コンセプトが素敵過ぎて、冒頭一行目から引き込まれました。
「幼い頃の夏の日に、もう一度出会いたくなり」と祖母のいる田舎へと向かう主人公。
アラフォー世代のサラリーマンとして日常に疲れてしまったショウタ。そんな彼を九十歳になった祖母が迎えてくれる。
ノスタルジック。そして夏休みの思い出。名作ゲーム「ぼくのなつやすみ」を連想せずにはいられない、雰囲気抜群のシチュエーションです。
幼い頃の思い出に浸りつつ、蛍を捕まえに行くショウタ。楽しかった夏休みの思い出が蘇る中、捕まえた「蛍」の姿がふと自分自身と重なり合うことに。
疲れ切った日常と、満たされない自己肯定感。それに苛まれていたショウタが、祖母との再会を果たして癒されて行く。
蛍のいるような田舎の情景が素晴らしいし、日常から離れて童心に返っていく姿がワクワクします。
まさに「夏休み」ならではの特別な空気が全編からひしひしと伝わり、読む者の心を癒してくれます。
一足早く素敵な「夏」の空気を感じさせてくれる、珠玉の作品です。
本作を読んで個人的に強く感じたのは、「忙しく働き続ける大人たちこそ、子供の頃に戻って心も体もリラックスしよう」ということです。
生きるためにはお金が必要で、お金を稼ぐためには働かなければならない。
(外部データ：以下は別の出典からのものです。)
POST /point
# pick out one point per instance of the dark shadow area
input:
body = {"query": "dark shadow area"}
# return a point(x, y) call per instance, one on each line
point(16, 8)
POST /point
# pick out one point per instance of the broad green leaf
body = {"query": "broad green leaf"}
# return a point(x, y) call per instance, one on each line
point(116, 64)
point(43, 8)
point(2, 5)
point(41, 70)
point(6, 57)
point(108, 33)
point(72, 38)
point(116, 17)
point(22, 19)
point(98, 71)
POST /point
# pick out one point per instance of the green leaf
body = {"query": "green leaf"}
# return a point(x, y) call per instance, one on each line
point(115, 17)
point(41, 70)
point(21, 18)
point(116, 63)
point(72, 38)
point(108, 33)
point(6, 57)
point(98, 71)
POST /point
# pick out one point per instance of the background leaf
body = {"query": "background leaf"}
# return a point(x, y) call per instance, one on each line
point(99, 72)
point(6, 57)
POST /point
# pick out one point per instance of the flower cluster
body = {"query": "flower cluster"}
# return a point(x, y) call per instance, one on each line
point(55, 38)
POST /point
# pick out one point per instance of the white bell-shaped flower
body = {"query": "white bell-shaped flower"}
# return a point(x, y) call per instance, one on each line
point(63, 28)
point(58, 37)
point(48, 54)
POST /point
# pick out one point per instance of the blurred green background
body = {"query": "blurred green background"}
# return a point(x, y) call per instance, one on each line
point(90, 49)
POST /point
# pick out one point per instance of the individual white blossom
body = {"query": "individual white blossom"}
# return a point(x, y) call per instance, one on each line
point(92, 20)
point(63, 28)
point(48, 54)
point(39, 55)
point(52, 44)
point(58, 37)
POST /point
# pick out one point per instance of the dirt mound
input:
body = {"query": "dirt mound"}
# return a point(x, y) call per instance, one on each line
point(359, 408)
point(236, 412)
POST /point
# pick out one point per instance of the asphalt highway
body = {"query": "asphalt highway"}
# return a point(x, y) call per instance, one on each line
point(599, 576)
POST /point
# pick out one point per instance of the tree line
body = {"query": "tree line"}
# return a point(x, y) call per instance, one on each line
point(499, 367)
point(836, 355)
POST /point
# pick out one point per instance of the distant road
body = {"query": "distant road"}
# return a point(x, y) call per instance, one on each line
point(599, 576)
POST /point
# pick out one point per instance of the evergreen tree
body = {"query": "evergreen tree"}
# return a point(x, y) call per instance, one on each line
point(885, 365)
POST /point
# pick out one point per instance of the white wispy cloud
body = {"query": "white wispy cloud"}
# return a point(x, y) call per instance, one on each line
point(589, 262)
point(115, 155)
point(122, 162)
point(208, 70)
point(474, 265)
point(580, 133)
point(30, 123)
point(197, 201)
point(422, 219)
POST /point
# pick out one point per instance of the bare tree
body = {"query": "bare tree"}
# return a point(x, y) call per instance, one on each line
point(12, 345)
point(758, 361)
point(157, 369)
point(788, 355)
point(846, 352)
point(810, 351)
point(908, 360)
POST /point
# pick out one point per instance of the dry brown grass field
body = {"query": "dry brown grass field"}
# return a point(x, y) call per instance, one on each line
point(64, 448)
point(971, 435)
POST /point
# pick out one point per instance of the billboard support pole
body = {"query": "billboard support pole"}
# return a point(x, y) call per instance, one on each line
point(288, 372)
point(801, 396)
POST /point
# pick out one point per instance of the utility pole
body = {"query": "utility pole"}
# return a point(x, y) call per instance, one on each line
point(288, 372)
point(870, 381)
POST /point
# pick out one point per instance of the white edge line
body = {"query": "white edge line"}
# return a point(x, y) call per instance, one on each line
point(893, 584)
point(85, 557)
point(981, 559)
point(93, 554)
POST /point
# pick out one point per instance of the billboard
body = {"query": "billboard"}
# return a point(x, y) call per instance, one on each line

でも人間は機械ではないので、休みなく働き続けることはできない。いや機械でも休みが必要です。
そして身も心も仕事から離れてじっくり休むには、「子供の頃に戻る」という感覚に浸るのが最適でしょう。仕事を知らなかった子供の頃に。
ちょうどこのゴールデンウィーク。私は十数年ぶりに家族と10日ほど過ごし、完全に子供に戻っていました。大人になってから自分がやっていたことをすべて放り出して。
最初は「こんなことしていて良いのだろうか?」という感覚があったものの、連休を終えた今は「また頑張るか」という気持ちになれました。必要な時間だったと思っています(家族には負担をかけてしまいましたけどね😅)
忙しく働き、仕事に真正面から立ち向かい続けている方にこそ本作を読んでいただき、少しでも良いので自分に休憩をあげてほしいなと思います。